Monday, April 20, 2009

Proposal: This House Will Legalize Spam

I sent this today to the newly formed debate mailing list. While this is not necessarily my opinion, I am picking a side and running with it.

In other words, the opinions presented in this debate are not necessarily my own. People will either support this proposition, or tear it apart.



Proposal: This House Will Legalize Spam

Spam is a service answering a demand. Making the product legal will will inject our suffering economy with much needed currency and allow our government to tax this billions of dollars industry.

We have seen this happening with alcohol during the prohibition. Alcohol is no longer illegal, and great benefits resulted from that decision with a booming world-wide industry and disappearance of the black market economy.

Spam is a black market economy. Medicine is sold for high prices in the US, so black market spam operations answered the demand and sell drugs from Canada for a lower price. Many of these are fake and result in poor care in the best of scenarios.

Economically, the pharmaceutical industry is suffering and the government is losing potential taxation revenue. More importantly, if spam was regulated controls could be put in place to protect public health.

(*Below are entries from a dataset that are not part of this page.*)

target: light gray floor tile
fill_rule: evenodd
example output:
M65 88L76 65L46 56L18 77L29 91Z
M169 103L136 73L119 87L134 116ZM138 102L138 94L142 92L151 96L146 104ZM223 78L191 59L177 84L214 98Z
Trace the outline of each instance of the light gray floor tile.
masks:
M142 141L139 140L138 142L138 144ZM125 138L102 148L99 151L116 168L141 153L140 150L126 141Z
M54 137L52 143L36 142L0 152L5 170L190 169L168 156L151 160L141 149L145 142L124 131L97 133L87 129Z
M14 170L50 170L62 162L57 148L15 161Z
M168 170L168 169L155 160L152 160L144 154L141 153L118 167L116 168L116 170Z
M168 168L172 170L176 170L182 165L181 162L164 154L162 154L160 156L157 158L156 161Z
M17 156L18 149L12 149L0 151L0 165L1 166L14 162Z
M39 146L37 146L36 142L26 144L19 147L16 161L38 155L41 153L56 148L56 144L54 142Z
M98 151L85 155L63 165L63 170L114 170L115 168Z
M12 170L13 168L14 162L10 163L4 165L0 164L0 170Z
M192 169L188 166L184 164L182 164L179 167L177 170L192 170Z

We have been waging a "war on spam" for two decades now with no victory in sight. More than that, the email system is under continued threat of no longer being usable.

Similar misuses have been addressed by legalization in the past. This includes post spam and fax spam, which today have clear regulation.

Most of the email traffic on the Internet today is spam, resulting in:
1. Increased operational costs for networks and service providers.

2. Clogged mail boxes, user annoyance and legitimate email being lost, resulting in loss of productivity.

3. A support infrastructure for other criminal activity ranging from phishing to child pornography.

Our respected opposition may claim that legalizing spam will open the door for other sorts of legalization. We believe this claim is a logical fallacy, falsely claiming a slippery slope to muddy the waters.

We believe that taking this route on spam is positive, other directions with other "products" should be considered on their own merit. It is a fact that the end of prohibition did not result in legalization of drug usage.

In support of my case I bring before you a case study (below), written by me two years ago for a zdnet blog. I demonstrate how an unrelated legalization caused a large percentage of spam to stop and spam operations to collapse, when the demand ceased.

Gadi Evron,
ge@linuxbox.org.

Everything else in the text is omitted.